Ben kesinlikle FETÖ/PDY örgütünün kullandığı mesajlaşma programlarını kullanmadım. Böyle bir yapı içinde hiçbir zaman bulunmadım. Eşimin bulunup bulunmadığına dair de hiçbir bilgim yoktur. 2 aylık gebeyim. Biri 5 biri 10 yaşında bakıma muhtaç 2 çocuğum vardır. Serbest bırakılmamı talep ediyorum..."
13. Başsavcılık başvurucuyu tutuklanması istemiyle Kars Sulh Ceza Hâkimliğine sevk etmiştir. Başvurucu sorgudaki ifadesinde Savcılıktaki ifadesine benzer beyanlarda bulunmuş; ayrıca telefonunu kendisine eşinin sıfır olarak aldığını, telefona ait tüm kurulumların eşi tarafından yapıldığını, ihtimal vermemekle birlikte Bylock programının eşi tarafından kurulmuş olabileceğini, kendisinin haberi olmadığını belirterek suçlamaları kabul etmemiştir.

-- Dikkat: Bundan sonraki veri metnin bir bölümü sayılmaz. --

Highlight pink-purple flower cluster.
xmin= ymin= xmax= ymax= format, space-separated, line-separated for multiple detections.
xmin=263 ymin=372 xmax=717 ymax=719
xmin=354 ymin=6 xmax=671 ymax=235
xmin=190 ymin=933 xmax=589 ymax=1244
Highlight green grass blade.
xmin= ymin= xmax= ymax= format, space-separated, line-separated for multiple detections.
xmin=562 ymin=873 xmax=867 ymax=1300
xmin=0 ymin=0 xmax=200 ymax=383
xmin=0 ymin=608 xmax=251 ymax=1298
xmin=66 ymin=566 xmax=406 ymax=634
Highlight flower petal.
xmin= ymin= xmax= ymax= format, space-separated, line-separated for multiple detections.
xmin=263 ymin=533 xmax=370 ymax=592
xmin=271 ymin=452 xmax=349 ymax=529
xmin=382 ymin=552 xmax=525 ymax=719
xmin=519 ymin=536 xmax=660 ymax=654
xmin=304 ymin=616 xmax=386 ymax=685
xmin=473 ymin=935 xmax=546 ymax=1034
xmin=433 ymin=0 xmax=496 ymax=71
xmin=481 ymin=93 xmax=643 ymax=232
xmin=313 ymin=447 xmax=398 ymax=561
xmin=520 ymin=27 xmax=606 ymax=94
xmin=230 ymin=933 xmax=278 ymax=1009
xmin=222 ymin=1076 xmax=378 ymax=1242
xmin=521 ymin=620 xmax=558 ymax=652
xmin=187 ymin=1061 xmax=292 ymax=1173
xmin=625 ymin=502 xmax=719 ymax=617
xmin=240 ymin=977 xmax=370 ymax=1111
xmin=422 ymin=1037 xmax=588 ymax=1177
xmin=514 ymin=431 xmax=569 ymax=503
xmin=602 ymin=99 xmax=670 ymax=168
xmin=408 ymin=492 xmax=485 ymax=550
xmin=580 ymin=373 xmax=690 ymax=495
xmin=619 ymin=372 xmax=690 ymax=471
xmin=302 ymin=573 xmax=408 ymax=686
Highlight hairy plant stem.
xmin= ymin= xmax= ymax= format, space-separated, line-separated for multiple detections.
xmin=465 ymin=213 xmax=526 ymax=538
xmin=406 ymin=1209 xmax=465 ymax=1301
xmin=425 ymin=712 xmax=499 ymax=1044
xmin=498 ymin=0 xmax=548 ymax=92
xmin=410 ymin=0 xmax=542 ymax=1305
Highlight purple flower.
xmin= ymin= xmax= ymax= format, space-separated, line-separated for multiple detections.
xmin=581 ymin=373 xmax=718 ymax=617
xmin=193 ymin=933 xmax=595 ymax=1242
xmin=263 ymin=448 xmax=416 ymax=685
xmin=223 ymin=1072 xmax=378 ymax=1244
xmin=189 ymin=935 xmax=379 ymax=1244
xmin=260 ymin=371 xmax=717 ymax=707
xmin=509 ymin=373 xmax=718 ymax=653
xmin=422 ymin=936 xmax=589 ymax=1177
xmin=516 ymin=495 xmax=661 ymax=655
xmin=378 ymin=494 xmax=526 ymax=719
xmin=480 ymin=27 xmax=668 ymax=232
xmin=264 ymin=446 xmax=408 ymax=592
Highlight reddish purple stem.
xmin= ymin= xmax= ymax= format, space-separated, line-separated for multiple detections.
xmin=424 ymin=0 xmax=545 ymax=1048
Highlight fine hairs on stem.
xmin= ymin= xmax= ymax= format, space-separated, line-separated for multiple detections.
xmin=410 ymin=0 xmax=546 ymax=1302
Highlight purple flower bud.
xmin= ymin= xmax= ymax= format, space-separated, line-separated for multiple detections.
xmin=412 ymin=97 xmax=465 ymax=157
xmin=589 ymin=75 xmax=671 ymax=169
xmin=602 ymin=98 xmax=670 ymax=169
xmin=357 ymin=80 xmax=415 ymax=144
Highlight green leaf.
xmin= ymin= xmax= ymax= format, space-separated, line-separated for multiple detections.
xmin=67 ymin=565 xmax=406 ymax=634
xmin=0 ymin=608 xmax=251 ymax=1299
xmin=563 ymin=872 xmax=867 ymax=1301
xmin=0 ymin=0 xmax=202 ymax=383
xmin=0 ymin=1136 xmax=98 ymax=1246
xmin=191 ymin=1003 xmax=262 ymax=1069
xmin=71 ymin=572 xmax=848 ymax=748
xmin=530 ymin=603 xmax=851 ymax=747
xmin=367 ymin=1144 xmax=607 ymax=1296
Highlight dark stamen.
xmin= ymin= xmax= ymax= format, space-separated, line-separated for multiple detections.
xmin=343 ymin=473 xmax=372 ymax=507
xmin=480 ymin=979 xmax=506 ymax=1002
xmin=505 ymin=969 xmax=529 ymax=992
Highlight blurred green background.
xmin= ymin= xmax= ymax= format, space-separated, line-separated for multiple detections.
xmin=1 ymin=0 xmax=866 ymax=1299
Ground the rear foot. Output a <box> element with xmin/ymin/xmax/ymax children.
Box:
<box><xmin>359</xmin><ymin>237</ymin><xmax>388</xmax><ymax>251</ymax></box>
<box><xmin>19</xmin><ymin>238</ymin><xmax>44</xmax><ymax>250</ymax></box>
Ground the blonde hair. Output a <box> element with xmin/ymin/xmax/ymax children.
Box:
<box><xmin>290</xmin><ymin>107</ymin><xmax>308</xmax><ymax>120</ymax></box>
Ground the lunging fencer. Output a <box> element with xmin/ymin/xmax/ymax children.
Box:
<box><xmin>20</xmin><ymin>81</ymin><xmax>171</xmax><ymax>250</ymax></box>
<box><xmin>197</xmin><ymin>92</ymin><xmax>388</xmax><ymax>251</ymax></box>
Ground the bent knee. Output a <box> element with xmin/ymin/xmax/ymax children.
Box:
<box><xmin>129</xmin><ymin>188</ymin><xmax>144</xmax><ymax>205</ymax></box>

14. Kars Sulh Ceza Hâkimliği 29/8/2016 tarihinde başvurucunun silahlı terör örgütüne üye olma suçu isnadıyla tutuklanmasına karar vermiştir. Tutuklama kararının gerekçesi şöyledir:
"Dosya kapsamında mevcut tüm deliller değerlendirildiğinde şüpheli üzerine atılı suçu işlediğine dair kuvvetli suç şüphesinin varlığını gösteren somut delillerin bulunması, şüphelinin üzerine atılı suçun cezasının alt ve üst sınırı, delillerin henüz yeterince toplanmamış olması, şüphelinin üzerine atılı suçun CMK 100/3 te sayılan katalog suçlar arasında yer alması, adli kontrol tedbirlerinin şu aşamada yetersiz olduğu, tutuklama tedbirinin ölçülü olduğu..."
15. Başvurucunun tutuklama kararına yaptığı itiraz Kars Sulh Ceza Hâkimliği tarafından 5/9/2016 tarihinde reddedilmiştir.
16. Başvurucu Kars T Tipi Kapalı Ceza İnfaz Kurumuna yerleştirilmiştir. Başvurucunun yerleştirildiği koğuş 35 kişi olup ayrıca koğuşta kalan bir kişiye 8/11/2016 tarihinde "kronik hepatit B" hastalığı teşhisi konmuştur.
17. Başvurucu 6/2/2017 tarihinde bireysel başvuruda bulunmuştur. Başvurucu, 38 yaşında ve 8 aylık hamile olması nedeniyle düşük yapma ve erken doğum riski olduğunu, hepatit B hastalığı olan bir kadın ile aynı koğuşta kaldığını, hamile olması nedeniyle kendisine aşı yapılamadığını, hastalığın kendisine bulaşma riski bulunduğunu belirterek Anayasa Mahkemesinden tedbir talebinde bulunmuştur.
18. Anayasa Mahkemesi tarafından 14/2/2017 tarihinde, başvurucunun sağlık durumuna uygun koşulların sağlanması yönünde tedbirlerin alınması yönünde tedbir kararı verilmiştir.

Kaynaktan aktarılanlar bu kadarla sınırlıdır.